Time for Timbers panic?
Time to panic, Portland Timbers fans.
Yes, the Timbers were disjointed, and at times discombobulated, in the first hour or so of Sunday's 2-1 loss to the Los Angeles Galaxy in Carson, California.
And the Timbers could have lost 4-1 or 5-1 if L.A. had been awarded two deserved penalty kicks and finished a couple more of its several chances.
Sure, Portland struggled to transition from defense to offense in its 2018 MLS opener, especially in the first half, a problem that serves as a reminder of former Timber Darlington Nagbe's ability to dribble the team out of trouble.
So Giovani Savarese's debut as Timbers coach was unsatisfying. But it should be noted that Caleb Porter wasn't successful when Diego Chara did not play. In fact, Portland is now winless in the last 16 games that the spirited Colombian midfielder has missed (10 losses, 6 draws).
Winning soccer is about cohesion. Of course, individuals must make plays to create, score and prevent goals. But six weeks into the Savarese era, with a 19-year-old in Chara's shoes and a 23-year-old where Nagbe used to play, it's too soon to expect crisp soccer.
Consider, too, that the Galaxy are coming off the worst season in franchise history, then watched their new rival in Los Angeles win its first match (at Seattle, something Timbers fans could smile about on opening night). The Timbers' opponent was clearly motivated to get off on the right foot.

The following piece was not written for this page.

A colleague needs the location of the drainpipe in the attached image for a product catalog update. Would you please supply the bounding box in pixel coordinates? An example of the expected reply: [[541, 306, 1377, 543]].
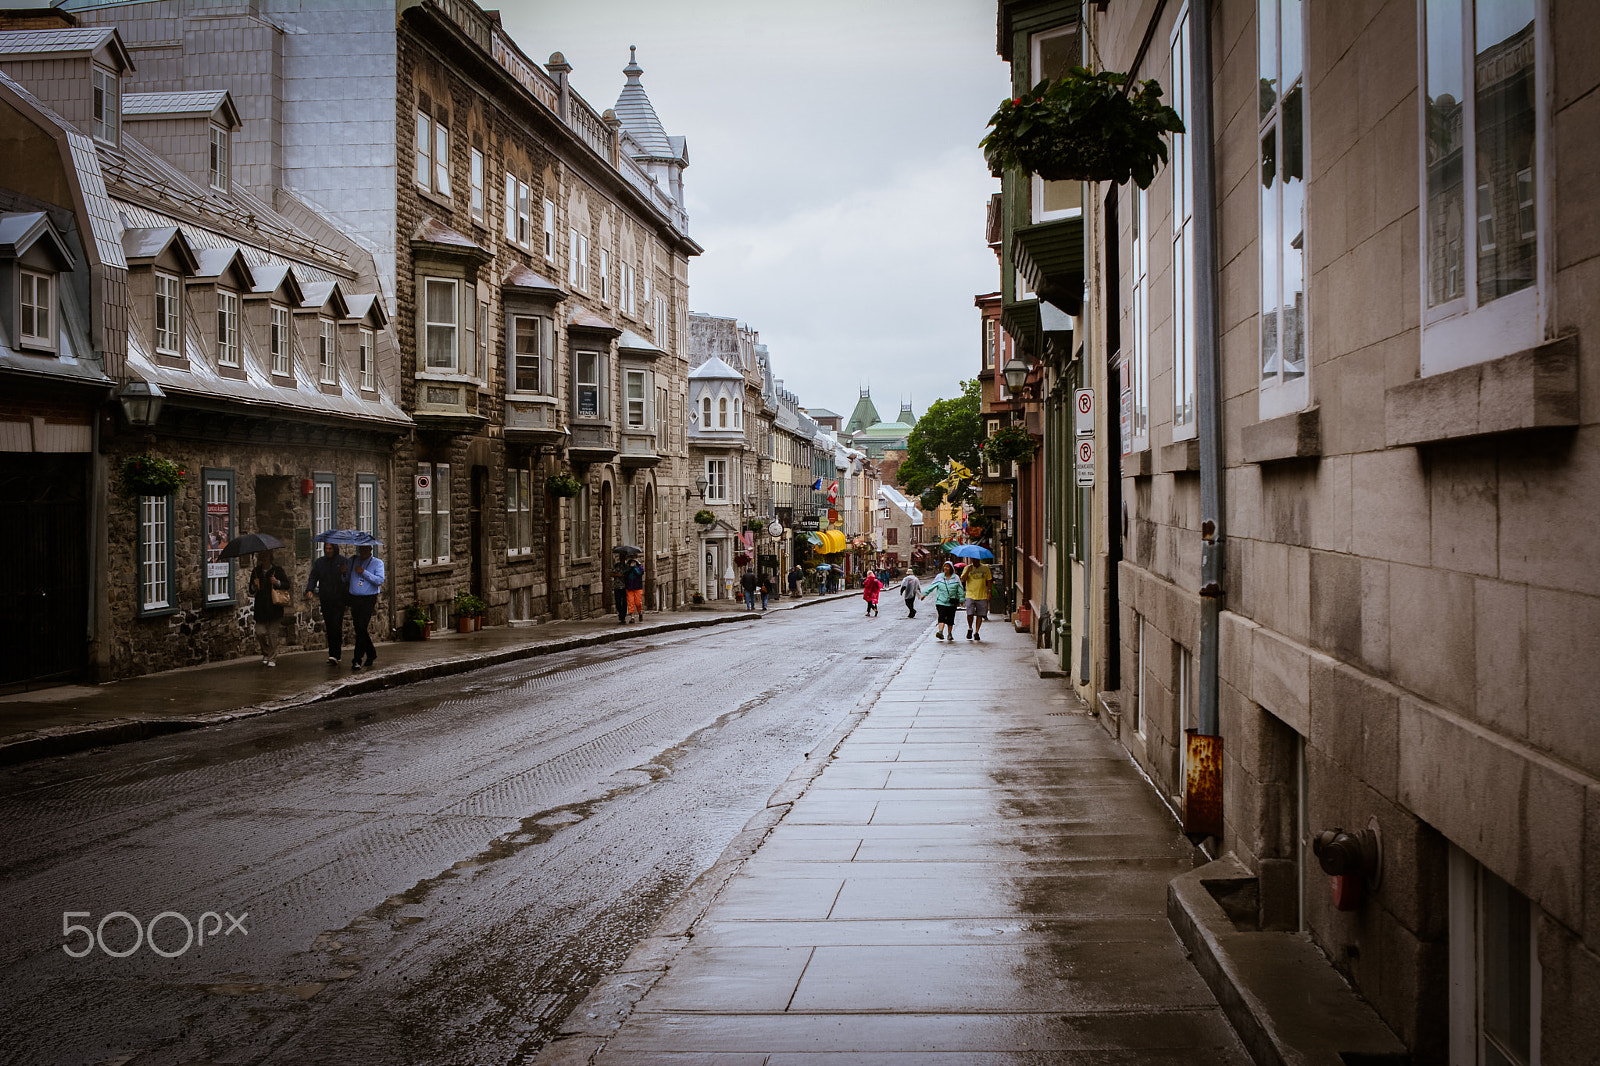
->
[[1186, 0, 1225, 840]]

On the plus side, the Timbers played well in stretches — and made L.A. defend for much of the last half-hour.
It's going to take time to find out what this Portland team is. And opening the season with five road matches, the next four outside the Pacific time zone, is no recipe for quick success.
With seven games left in the regular season, Portland (40-20-1-4) has four more points than Spokane in the race for second in the Western Hockey League U.S. Division (and eight fewer points than Everett).
But do the Hawks want home ice in the first playoff round? Portland is 23-9-1-0 on the road this season.
The Hawks might be atop the division if they were better at Memorial Coliseum, where they have won seven of 19 games. One factor is a string of games they played while shorthanded. But the weak record at the coliseum still is odd for a team that has won 10 of 13 games played next door at Moda Center.
Got your grandfather's mashie and niblick gathering dust in the attic? Ever wonder if those persimmon woods might be worth something?
This weekend is your chance to find out.
The Golf Antique Show, which has been around for 30 years, returns to Riverside Golf and Country Club. Various collectors will be on hand to appraise items, and possibly buy things that attract their interest. Other items will be for sale.
The public is invited. Admission is free.
"There'll be about 35 tables (with dealers) from Canada, California, Seattle and elsewhere," says Pat Sutton, the golf pro emeritus at Riverside who is one of the expert collectors. "We can tell you if something's worth 40 bucks or 800 bucks.
"A lot of golf pros and great amateurs come — it's just a blast."
Sutton remembers one lady who brought a handful of her grandfather's clubs and "three of them were really, really rare." She wound up selling them on the spot for about $2,500 total.
"We're always looking for old stuff, especially from Portland, which has a rich history going way back, including in the 1940s, when the PGA Championship and Ryder Cup were played here," Sutton says.
Dealers will set up their tables from 2-6 p.m. Friday, and the show runs from 9 a.m-6 p.m. Saturday and 9 a.m.-5 p.m. Sunday.